What's So Great About Saint Gertrude?
The month of November is dedicated to Holy Souls in Purgatory, so it is fitting that the Feast Day of St. Gertrude the Great is honored during this month on November 16th. Saint Gertrude is the only female saint to be called Great -- so why is she?
The thirteenth century is one of the greatest centuries of the Church. From St. Albert and Thomas Aquinas, to St. Francis and St. Dominic, our Church was strengthened by the intellectual and spiritual lives of these and other great saints. It was during this time that Gertrude lived and wrote.
It is said that Gertrude was extremely intelligent and had a high aptitude and devotion for Latin and reading literature and philosophy. In time, as a Benedictine nun, she was left somewhat unsatisfied with these secular studies. In this way, one might draw a comparison with Saint Augustine, who was among the most learned in his time but yet remained restless in his heart.
Around her twenty-sixth year, she began to experience a series of revelations of which she recounts, "she became a theologian instead of a grammarian." Thus, her she set forth to apply her intellectual abilities to Scripture and theology, and began to seek interior perfection. Additionally, she recorded her visions and conversations with Christ, which are commonly known as “Life and Revelations of St. Gertrude”. Other preserved writings include “Herald of Divine Love”, and Gertrude’s “Spiritual Exercises”.
Gertrude was an early proponent of the devotion to the Sacred Heart, as she was permitted to see His heart and experience fully His divine love and charity. This preceded the experiences of St. Mary Alocoque.
Additionally, Gertrude developed a love for the holy souls in purgatory. There is a prayer associated with her. Tradition has it that Christ promised to release 1000 souls in purgatory every time it was recited. The prayer says,
Eternal Father, I offer Thee the most Precious Blood of Thy Divine Son, Jesus Christ, in union with the Masses said throughout the world today, for all the Holy Souls in Purgatory, for sinners everywhere, for sinners in the Universal Church, for those in my own home and within my family. Amen.
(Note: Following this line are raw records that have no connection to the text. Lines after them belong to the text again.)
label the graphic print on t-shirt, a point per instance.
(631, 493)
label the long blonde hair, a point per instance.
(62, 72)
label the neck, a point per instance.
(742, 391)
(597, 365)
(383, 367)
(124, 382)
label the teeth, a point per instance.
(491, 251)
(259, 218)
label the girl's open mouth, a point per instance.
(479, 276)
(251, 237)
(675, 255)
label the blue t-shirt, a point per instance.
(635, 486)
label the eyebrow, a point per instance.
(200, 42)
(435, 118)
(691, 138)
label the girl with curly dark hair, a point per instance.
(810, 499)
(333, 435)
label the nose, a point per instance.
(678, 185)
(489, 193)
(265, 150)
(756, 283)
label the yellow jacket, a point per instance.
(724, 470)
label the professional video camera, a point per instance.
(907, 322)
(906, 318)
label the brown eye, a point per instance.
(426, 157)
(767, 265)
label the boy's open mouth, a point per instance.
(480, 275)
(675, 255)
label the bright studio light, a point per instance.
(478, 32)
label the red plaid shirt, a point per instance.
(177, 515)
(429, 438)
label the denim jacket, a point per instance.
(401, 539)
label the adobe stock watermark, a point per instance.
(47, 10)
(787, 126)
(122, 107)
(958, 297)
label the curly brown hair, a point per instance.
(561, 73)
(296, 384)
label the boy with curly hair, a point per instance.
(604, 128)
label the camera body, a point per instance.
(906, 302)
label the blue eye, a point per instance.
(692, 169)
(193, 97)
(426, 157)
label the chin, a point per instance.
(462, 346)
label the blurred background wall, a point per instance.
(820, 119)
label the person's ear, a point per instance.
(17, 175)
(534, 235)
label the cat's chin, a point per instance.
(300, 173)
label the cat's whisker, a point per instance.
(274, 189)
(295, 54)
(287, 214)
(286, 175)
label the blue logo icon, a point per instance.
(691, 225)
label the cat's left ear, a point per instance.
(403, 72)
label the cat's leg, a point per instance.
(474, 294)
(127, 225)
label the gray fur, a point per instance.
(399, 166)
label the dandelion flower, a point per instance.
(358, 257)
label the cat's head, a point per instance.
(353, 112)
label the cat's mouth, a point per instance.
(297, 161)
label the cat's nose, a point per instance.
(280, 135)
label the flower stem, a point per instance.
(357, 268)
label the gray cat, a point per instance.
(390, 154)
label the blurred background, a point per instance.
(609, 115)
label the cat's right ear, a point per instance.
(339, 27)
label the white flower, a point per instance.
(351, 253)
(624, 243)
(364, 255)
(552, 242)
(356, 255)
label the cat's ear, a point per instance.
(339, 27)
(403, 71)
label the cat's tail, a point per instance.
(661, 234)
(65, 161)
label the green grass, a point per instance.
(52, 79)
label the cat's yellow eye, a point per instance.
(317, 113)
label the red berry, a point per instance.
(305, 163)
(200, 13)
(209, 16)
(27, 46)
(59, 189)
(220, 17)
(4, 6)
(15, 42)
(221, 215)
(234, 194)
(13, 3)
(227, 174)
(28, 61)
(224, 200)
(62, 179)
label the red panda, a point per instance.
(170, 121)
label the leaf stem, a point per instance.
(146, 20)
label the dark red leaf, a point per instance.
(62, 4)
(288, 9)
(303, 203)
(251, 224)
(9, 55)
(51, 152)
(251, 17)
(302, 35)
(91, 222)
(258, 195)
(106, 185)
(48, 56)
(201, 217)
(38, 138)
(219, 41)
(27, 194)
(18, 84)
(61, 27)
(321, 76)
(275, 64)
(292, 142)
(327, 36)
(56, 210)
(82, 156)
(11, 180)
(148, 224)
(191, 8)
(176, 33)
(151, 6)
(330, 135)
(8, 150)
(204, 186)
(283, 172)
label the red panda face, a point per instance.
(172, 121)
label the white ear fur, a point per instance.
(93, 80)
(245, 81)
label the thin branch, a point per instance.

Gertrude died in 1302 at the age of forty-six. She was highly venerated in her community; indeed, devotion to St. Gertrude grew over the centuries that Clement XII inserted her into the Roman martyrology in 1677. This process of declaring a Saint based on a long-lasting veneration by a community of believers is called equipollent canonization; it by-passes the formal canonization procedures and is personally declared by a Pope. Many saints, such as Stephen of Hungary, Wencelaus, and most recently, Hildegard von Bingen, have been canonized this way.
Saint Gertrude is Great because of her holy love of the Sacred Heart and the Souls in Purgatory. Her writings are regarded as “spiritual classics” have been revered by other notable saints such as Francis de Sales and Teresa of Avila.